3. Explain the difference in the obtained accuracies.

### Import libraries

In [6]:
# In this cell, import all the libraries that you will use in this notebook. For example:
import numpy as np 
import pandas as pd
from sklearn.model_selection import LeaveOneOut, cross_val_score
from sklearn.feature_selection import SequentialFeatureSelector
from sklearn.neighbors import KNeighborsClassifier

### Load the data
The labels are saved in a file *y_generated.csv*, and the features in file *X_generated.csv*.

In [7]:
# Read the data files. Verify that the data dimensions are as expected.
X = pd.read_csv('X_generated.csv', header=None)
y = pd.read_csv('y_generated.csv', header=None)

#Ensure that both groups have 60 instances and that there are 100 features
print(X.shape, y.shape)

(60, 100) (60, 1)


### Leave-one-out cross-validation

In [None]:
# Write your implementation for the first part of the exercise here.
knn = KNeighborsClassifier(n_neighbors=1, n_jobs=-1)

sfs = SequentialFeatureSelector(knn, n_features_to_select=10, direction='forward', cv=LeaveOneOut(), n_jobs=-1)

sfs.fit(X, y.values.ravel())

# Select the features
selected_features_1 = sfs.get_support(indices=True)
X_selected = X.iloc[:, selected_features_1]

# Evaluate accuracy without LOOCV cross-validation
accuracy_1 = cross_val_score(knn, X_selected, y.values.ravel(), scoring='accuracy', n_jobs=-1).mean()

print(f"Selected features: {selected_features_1}")
print(f"Accuracy: {accuracy_1}")

Selected features: [ 0  1  6 24 35 55 64 65 73 94]
Accuracy: 0.7666666666666666


### Nested leave-one-out cross-validation

In [None]:

# Write your implementation for the second part of the exercise here.
knn = KNeighborsClassifier(n_neighbors=1, n_jobs=-1)

sfs = SequentialFeatureSelector(knn, n_features_to_select=10, direction='forward', cv=LeaveOneOut(), n_jobs=-1)

sfs.fit(X, y.values.ravel())

# Select the features
selected_features_2 = sfs.get_support(indices=True)
X_selected = X.iloc[:, selected_features_2]

# Evaluate accuracy using LOOCV cross-validation
accuracy_2 = cross_val_score(knn, X_selected, y.values.ravel(), cv=LeaveOneOut(), scoring='accuracy', n_jobs=-1).mean()
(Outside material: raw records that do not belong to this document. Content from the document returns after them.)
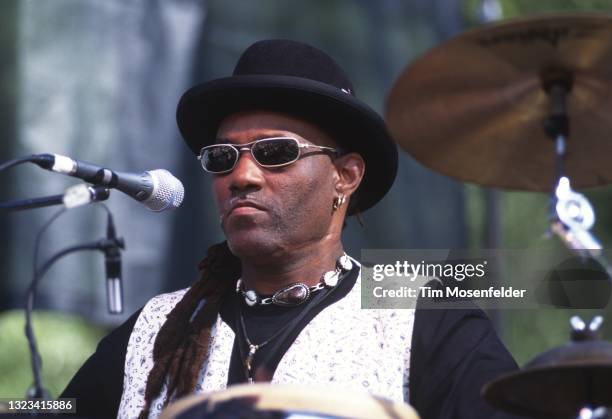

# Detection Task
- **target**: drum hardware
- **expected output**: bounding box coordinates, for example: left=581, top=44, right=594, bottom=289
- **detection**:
left=482, top=316, right=612, bottom=419
left=160, top=383, right=419, bottom=419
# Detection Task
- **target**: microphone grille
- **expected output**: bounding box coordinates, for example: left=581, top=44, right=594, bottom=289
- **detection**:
left=143, top=169, right=185, bottom=212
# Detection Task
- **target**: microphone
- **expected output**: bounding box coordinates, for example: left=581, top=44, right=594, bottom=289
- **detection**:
left=33, top=154, right=185, bottom=211
left=104, top=214, right=123, bottom=314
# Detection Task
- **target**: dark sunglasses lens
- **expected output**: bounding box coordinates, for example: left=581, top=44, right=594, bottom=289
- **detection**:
left=202, top=145, right=238, bottom=173
left=252, top=138, right=300, bottom=166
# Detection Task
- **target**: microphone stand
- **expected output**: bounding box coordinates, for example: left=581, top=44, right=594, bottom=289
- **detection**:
left=0, top=184, right=110, bottom=212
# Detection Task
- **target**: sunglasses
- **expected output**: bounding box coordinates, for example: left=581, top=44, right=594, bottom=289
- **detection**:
left=198, top=137, right=338, bottom=174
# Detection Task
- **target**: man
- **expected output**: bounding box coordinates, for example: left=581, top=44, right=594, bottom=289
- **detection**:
left=63, top=40, right=516, bottom=418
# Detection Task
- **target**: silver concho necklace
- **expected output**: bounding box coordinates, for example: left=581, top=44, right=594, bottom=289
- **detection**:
left=236, top=253, right=353, bottom=307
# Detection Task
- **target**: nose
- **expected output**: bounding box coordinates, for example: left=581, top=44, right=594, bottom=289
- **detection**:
left=229, top=150, right=264, bottom=192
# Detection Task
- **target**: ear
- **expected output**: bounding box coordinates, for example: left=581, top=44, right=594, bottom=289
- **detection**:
left=334, top=153, right=365, bottom=198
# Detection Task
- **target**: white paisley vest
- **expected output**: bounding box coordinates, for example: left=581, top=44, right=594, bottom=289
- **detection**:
left=118, top=262, right=414, bottom=418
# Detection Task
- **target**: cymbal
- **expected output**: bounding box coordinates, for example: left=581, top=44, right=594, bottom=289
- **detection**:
left=386, top=15, right=612, bottom=191
left=482, top=340, right=612, bottom=418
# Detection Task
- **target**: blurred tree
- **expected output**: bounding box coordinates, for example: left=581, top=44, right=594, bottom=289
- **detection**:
left=0, top=0, right=18, bottom=309
left=464, top=0, right=612, bottom=364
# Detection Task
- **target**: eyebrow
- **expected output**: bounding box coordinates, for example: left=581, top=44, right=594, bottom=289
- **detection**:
left=213, top=134, right=297, bottom=144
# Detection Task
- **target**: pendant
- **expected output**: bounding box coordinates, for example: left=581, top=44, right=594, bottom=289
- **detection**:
left=323, top=271, right=340, bottom=287
left=272, top=282, right=310, bottom=307
left=244, top=345, right=259, bottom=378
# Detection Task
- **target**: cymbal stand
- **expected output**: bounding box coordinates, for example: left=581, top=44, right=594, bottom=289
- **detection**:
left=543, top=76, right=612, bottom=273
left=570, top=316, right=610, bottom=419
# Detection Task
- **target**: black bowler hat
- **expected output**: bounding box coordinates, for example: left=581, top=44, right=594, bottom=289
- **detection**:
left=176, top=39, right=397, bottom=215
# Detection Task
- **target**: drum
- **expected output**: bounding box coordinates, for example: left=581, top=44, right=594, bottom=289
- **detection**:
left=161, top=383, right=419, bottom=419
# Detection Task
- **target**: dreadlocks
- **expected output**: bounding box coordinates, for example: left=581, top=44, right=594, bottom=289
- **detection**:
left=139, top=242, right=241, bottom=419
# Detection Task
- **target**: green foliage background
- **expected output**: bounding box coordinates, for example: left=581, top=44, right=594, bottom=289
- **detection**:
left=0, top=0, right=612, bottom=397
left=464, top=0, right=612, bottom=365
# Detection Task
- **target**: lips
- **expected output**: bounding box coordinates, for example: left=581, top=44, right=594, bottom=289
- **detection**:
left=225, top=198, right=266, bottom=217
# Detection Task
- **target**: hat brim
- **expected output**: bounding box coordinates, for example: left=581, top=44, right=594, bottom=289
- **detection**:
left=177, top=75, right=398, bottom=215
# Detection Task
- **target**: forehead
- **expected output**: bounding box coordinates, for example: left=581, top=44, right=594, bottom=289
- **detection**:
left=217, top=111, right=336, bottom=146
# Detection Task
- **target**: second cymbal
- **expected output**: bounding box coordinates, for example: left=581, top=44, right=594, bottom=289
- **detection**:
left=386, top=15, right=612, bottom=191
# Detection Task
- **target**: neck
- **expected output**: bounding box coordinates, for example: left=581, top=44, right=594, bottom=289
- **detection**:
left=241, top=240, right=344, bottom=294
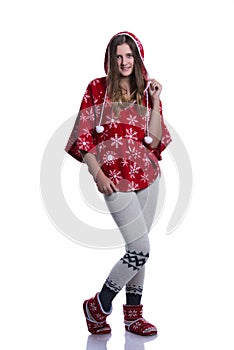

print(f"Selected features: {selected_features_2}")
print(f"Accuracy: {accuracy_2}")


Selected features: [ 0  1  6 24 35 55 64 65 73 94]
Accuracy: 0.8333333333333334


### Analyse the results

Why are the results as they are? Why is the nested cross-validation needed?

Both methods selected the same features with the first method producing a worse accuracy score than the second method.

In the first method the LOOCV cross-validation was used to select the 10 best features. In the second method the LOOCV cross-validation was also used in calculating the accuracy of the greedy forward feature selection. Because the greedy algorithm doesn't always produce the highest accuracy result, the second layer of cross-validation can help with finding the optimal solution.

### AI usage

In [11]:
# In case AI was used when solving the exercise, please explain how and in which parts it was used.